Introduction

Non-tuberculous mycobacteria (NTM) are isolated from human and environmental samples all over the world1, including tropical areas and remote countries and territories2. Our recent investigation of mycobacteria in French Polynesia, a remote French territory composed of 117 islands in the South Pacific3, indicated that rapidly-growing mycobacteria formed the most prevalent group of NTM in human respiratory tract specimens3. Among such organisms, sequencing the 16 S rRNA, rpoB and hsp65 genes suggested that strain M26, isolated from sputum collected in August 2011 from an 86-year-old French Polynesian man living in Taravao (17 44’ S, 149 18’ W) was representative of a new species.
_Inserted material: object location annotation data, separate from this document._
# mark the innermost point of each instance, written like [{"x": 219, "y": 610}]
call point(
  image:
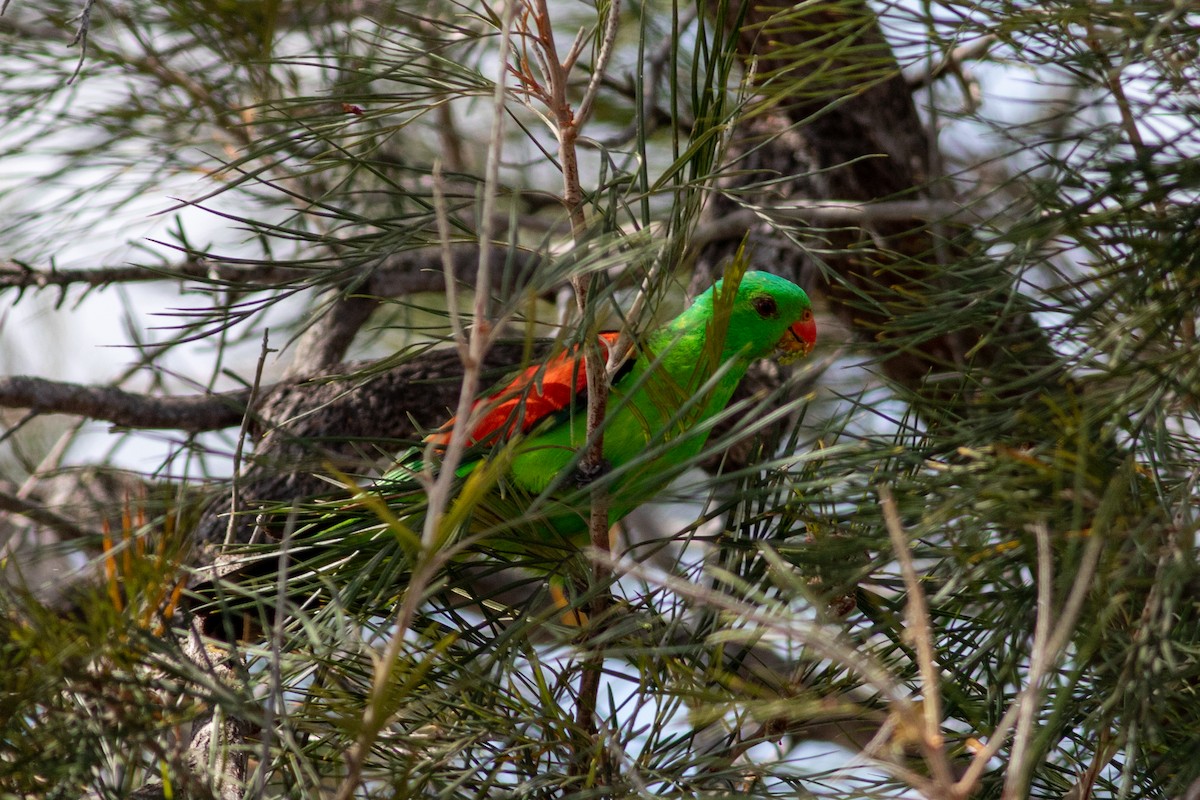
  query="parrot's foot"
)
[{"x": 587, "y": 473}]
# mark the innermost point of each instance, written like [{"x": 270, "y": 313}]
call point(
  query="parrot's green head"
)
[{"x": 765, "y": 314}]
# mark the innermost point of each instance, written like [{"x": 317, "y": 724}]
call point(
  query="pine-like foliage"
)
[{"x": 952, "y": 554}]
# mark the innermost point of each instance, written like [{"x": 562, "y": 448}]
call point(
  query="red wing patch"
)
[{"x": 534, "y": 395}]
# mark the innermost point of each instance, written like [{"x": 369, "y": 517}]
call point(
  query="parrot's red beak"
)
[{"x": 799, "y": 340}]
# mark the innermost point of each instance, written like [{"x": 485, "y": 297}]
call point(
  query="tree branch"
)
[{"x": 192, "y": 414}]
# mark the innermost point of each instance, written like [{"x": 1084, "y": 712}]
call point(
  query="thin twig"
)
[
  {"x": 601, "y": 64},
  {"x": 234, "y": 485},
  {"x": 823, "y": 641},
  {"x": 1063, "y": 627},
  {"x": 192, "y": 414},
  {"x": 919, "y": 633},
  {"x": 1015, "y": 776},
  {"x": 433, "y": 558},
  {"x": 43, "y": 516}
]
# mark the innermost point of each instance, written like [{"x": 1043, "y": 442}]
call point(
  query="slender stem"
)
[
  {"x": 919, "y": 632},
  {"x": 433, "y": 557}
]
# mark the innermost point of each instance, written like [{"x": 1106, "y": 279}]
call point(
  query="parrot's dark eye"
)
[{"x": 766, "y": 306}]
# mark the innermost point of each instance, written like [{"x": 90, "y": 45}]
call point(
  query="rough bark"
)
[{"x": 844, "y": 127}]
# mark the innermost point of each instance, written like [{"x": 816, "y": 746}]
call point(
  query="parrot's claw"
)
[{"x": 585, "y": 473}]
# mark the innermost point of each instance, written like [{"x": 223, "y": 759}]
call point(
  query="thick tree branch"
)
[{"x": 192, "y": 414}]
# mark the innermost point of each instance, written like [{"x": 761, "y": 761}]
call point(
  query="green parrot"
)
[{"x": 520, "y": 493}]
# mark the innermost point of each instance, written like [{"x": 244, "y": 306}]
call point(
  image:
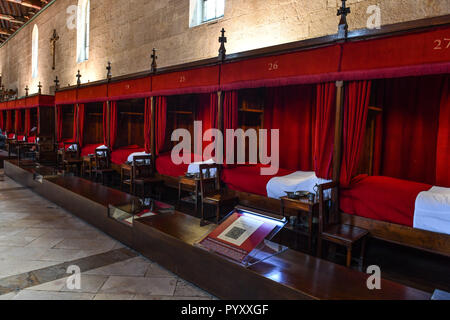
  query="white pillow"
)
[
  {"x": 135, "y": 154},
  {"x": 195, "y": 167}
]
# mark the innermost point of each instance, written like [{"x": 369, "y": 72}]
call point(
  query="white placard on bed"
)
[
  {"x": 297, "y": 181},
  {"x": 432, "y": 210}
]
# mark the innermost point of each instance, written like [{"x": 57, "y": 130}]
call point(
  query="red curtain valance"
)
[
  {"x": 21, "y": 103},
  {"x": 40, "y": 101},
  {"x": 308, "y": 66},
  {"x": 93, "y": 93},
  {"x": 200, "y": 80},
  {"x": 397, "y": 56},
  {"x": 66, "y": 97},
  {"x": 130, "y": 89}
]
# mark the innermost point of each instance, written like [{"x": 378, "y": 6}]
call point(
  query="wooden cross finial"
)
[
  {"x": 222, "y": 41},
  {"x": 79, "y": 78},
  {"x": 56, "y": 81},
  {"x": 109, "y": 74},
  {"x": 343, "y": 11},
  {"x": 154, "y": 58}
]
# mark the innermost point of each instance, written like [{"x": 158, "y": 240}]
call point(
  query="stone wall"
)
[{"x": 124, "y": 32}]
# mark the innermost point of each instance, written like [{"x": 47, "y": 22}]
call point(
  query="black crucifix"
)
[
  {"x": 109, "y": 74},
  {"x": 154, "y": 58},
  {"x": 222, "y": 41},
  {"x": 343, "y": 11},
  {"x": 79, "y": 78},
  {"x": 53, "y": 47},
  {"x": 56, "y": 81}
]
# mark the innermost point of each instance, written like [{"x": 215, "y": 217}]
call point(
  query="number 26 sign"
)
[{"x": 441, "y": 44}]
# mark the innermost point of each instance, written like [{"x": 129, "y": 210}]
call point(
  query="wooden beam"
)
[{"x": 35, "y": 4}]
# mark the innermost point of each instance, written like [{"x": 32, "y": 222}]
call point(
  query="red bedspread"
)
[
  {"x": 165, "y": 166},
  {"x": 120, "y": 155},
  {"x": 248, "y": 178},
  {"x": 382, "y": 198},
  {"x": 89, "y": 149}
]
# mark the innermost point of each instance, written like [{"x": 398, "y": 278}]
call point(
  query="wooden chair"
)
[
  {"x": 71, "y": 158},
  {"x": 142, "y": 174},
  {"x": 332, "y": 231},
  {"x": 212, "y": 193},
  {"x": 102, "y": 166}
]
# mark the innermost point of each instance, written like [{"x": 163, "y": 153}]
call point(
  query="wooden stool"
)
[{"x": 340, "y": 234}]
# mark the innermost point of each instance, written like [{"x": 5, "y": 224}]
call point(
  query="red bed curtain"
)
[
  {"x": 292, "y": 110},
  {"x": 356, "y": 106},
  {"x": 230, "y": 110},
  {"x": 113, "y": 124},
  {"x": 81, "y": 116},
  {"x": 410, "y": 128},
  {"x": 9, "y": 124},
  {"x": 105, "y": 123},
  {"x": 324, "y": 129},
  {"x": 160, "y": 120},
  {"x": 18, "y": 124},
  {"x": 27, "y": 122},
  {"x": 147, "y": 126},
  {"x": 443, "y": 144},
  {"x": 59, "y": 119},
  {"x": 2, "y": 121}
]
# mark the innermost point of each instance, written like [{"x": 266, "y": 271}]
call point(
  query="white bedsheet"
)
[
  {"x": 297, "y": 181},
  {"x": 432, "y": 210},
  {"x": 194, "y": 167}
]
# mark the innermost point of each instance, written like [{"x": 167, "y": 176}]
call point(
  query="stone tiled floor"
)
[{"x": 37, "y": 237}]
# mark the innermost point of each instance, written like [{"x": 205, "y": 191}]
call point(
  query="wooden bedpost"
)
[
  {"x": 153, "y": 132},
  {"x": 337, "y": 153}
]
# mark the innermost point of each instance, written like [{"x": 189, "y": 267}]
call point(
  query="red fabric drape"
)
[
  {"x": 9, "y": 124},
  {"x": 356, "y": 106},
  {"x": 410, "y": 128},
  {"x": 59, "y": 123},
  {"x": 2, "y": 121},
  {"x": 292, "y": 111},
  {"x": 324, "y": 129},
  {"x": 160, "y": 120},
  {"x": 214, "y": 109},
  {"x": 113, "y": 124},
  {"x": 105, "y": 123},
  {"x": 443, "y": 144},
  {"x": 81, "y": 117},
  {"x": 27, "y": 128},
  {"x": 147, "y": 126},
  {"x": 18, "y": 124}
]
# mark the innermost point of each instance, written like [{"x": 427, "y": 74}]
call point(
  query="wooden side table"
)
[{"x": 301, "y": 206}]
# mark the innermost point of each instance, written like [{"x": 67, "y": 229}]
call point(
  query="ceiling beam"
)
[
  {"x": 12, "y": 19},
  {"x": 35, "y": 4}
]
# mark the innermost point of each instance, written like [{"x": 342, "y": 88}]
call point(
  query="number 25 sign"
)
[
  {"x": 273, "y": 66},
  {"x": 440, "y": 44}
]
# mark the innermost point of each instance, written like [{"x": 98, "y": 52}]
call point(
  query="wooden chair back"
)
[
  {"x": 142, "y": 167},
  {"x": 102, "y": 159},
  {"x": 71, "y": 154},
  {"x": 209, "y": 179}
]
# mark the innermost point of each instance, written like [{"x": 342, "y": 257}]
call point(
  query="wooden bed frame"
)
[{"x": 433, "y": 242}]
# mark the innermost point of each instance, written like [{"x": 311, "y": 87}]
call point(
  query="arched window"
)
[
  {"x": 34, "y": 52},
  {"x": 83, "y": 17}
]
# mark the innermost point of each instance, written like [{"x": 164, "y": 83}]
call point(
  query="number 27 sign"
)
[{"x": 440, "y": 44}]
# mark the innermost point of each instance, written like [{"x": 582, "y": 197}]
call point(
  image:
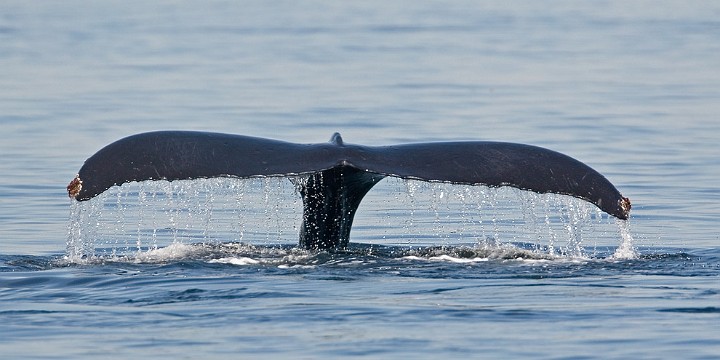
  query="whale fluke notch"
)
[{"x": 334, "y": 176}]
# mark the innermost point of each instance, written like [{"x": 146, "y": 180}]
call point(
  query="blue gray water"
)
[{"x": 209, "y": 269}]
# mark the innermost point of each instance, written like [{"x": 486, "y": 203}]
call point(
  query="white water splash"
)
[{"x": 140, "y": 220}]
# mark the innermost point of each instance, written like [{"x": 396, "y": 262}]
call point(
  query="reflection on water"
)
[{"x": 210, "y": 268}]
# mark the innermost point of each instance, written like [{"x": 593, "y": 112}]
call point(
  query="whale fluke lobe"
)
[{"x": 333, "y": 177}]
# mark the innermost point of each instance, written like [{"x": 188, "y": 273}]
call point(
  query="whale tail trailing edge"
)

Strain M26 displayed 91.47% rpoB gene sequence similarity with Mycobacterium rhodesiae CIP 106806T (GenBank: EU109302), 98.93% 16 S rRNA gene sequence similarity with Mycobacterium smegmatis ATCC 19420T (GenBank: NR115233) and 95.59% hsp65 gene sequence similarity with Mycobacterium conceptionense CIP 108544T (GenBank: AY859678)3. Since strain M26 was regarded as a potentially undescribed species of the genus Mycobacterium, it was further characterized.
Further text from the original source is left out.